Energy firms to limit price rises after tax pledge
LONDON (Reuters) - Britain's biggest energy companies agreed on Monday to limit increases to household bills, giving some relief to Prime Minister David Cameron on an issue that has angered voters and given opponents a potent line of attack before a 2015 election.
Soaring energy costs have become a big political issue in Britain since Labour leader Ed Miliband said in September he would freeze consumer bills for 20 months if he wins power.
In response to a pledge by the government to remove some taxes and social charges from bills, Britain's "Big Six" energy companies said they would pass on the savings and try to keep prices low until the next election.
Energy Secretary Ed Davey said the changes to electricity and gas bills, which will form part of the government's twice-yearly budget update to parliament on Thursday, would save the average household 50 pounds each year.
But Labour's Miliband said gas and electricity bills, which average over 1,200 pounds a year for each household, would still rise this winter and families would end up paying for the savings through their general tax bills.
"We have been working on getting people's energy bills down since we came to power," Davey told Sky News when asked if the government had only acted on energy costs under pressure from Miliband. "Under Labour, energy bills would have been much higher than they are now."
The energy companies blame the price rises on wholesale prices, the cost of the supply network, and the government's environmental and social programmes. Environmental taxes and social charges contribute nearly 10 percent to domestic energy bills.
Npower, the British arm of German utility RWE (RWEG.DE), said it would now cut bills in line with the 50 pounds reduction. Npower had in October announced an average price increase of 10.4 percent - almost four times the rate of inflation - which kicked in on December 1.

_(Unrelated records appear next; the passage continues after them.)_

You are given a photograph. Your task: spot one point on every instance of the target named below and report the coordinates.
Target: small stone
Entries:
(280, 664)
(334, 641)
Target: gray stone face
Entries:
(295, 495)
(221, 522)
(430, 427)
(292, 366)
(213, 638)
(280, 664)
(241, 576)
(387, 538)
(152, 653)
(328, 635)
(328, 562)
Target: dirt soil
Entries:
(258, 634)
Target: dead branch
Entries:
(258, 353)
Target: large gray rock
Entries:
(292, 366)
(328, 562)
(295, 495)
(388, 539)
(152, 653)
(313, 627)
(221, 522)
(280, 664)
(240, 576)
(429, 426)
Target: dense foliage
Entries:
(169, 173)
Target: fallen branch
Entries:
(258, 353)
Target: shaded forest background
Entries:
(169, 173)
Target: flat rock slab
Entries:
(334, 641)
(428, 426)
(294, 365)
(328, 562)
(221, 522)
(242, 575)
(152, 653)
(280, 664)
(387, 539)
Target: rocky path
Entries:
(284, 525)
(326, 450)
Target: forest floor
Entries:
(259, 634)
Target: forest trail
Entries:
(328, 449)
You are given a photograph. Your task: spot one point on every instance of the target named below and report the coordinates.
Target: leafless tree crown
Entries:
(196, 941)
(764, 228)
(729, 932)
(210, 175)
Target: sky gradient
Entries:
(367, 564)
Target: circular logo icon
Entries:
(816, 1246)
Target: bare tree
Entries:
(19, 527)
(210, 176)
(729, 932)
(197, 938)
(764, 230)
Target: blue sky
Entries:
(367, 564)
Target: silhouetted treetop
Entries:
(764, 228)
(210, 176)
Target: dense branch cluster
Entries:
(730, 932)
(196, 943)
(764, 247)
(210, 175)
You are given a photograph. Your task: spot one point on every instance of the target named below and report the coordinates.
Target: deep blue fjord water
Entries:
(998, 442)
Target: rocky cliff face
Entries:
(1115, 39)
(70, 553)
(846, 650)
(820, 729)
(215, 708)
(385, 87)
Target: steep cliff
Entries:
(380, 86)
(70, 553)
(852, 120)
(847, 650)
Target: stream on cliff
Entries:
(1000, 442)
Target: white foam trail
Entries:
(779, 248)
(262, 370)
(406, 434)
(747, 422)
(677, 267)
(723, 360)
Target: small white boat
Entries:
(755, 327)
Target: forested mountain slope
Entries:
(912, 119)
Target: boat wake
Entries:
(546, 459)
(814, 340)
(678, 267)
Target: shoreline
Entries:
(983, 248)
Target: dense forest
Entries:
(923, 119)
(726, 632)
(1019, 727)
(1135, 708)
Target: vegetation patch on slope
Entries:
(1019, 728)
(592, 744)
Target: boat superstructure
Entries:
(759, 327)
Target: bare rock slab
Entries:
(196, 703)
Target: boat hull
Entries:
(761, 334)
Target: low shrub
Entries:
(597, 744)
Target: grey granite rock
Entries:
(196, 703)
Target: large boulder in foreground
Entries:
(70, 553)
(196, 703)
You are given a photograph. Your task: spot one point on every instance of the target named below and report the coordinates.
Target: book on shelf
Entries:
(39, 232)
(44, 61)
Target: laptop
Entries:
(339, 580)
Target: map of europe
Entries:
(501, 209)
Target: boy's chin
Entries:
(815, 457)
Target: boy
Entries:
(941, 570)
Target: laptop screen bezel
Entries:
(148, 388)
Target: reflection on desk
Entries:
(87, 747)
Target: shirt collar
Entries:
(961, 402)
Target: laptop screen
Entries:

British Gas, owned by Centrica (CNA.L), said it would reduce the cost of the average dual fuel bill by 53 pounds from January 1 while SSE (SSE.L) said it would take 50 pounds off its bills before the end of the current financial year.
Scottish Power (IBE.MC) and E.ON said they would also pass on the savings while EDF Energy, which had previously announced a rise of just 3.9 percent, said it had already anticipated the government changes and would therefore not need to lower bills.
They all said they would seek to freeze bills until after the next election, unless wholesale energy costs or network charges increase. The six big firms supply 98 percent of the country's homes.
"SMOKE AND MIRRORS"
The debate over how much Britons pay to heat and light their homes has turned into a political football, with all the main parties desperate to seize the initiative.
With the economy growing again after a deep crisis, Labour has shifted its campaigning from stagnation to what it calls a cost of living crisis that it blames on an uncaring and out-of-touch coalition government.
Cameron conceded in October that Miliband's price freeze idea had "struck a chord". A poll suggested it was the most popular policy of the party's autumn conference season.
Miliband, whose Labour Party has around a seven-point lead over the Conservatives, said the government was using "smoke and mirrors" to disguise the fact that bills would still rise.
Davey's Labour counterpart Caroline Flint said the average bill would still be an average of 70 pounds higher this winter compared to last year.
Exane BNP Paribas analyst Iain Turner said the 50 pounds reduction could take some sting out of the issue although the perception was likely to remain that energy prices were high in Britain, giving Labour an ongoing line of attack.
"Prices are still going up and there could still be rises to come before the election," he said. "Holding prices flat for 18 months will impact on (energy company) margins by the end of that period, it will hurt profitability."
Shares in the two London-listed groups SSE and Centrica were trading slightly lower in mid morning trading.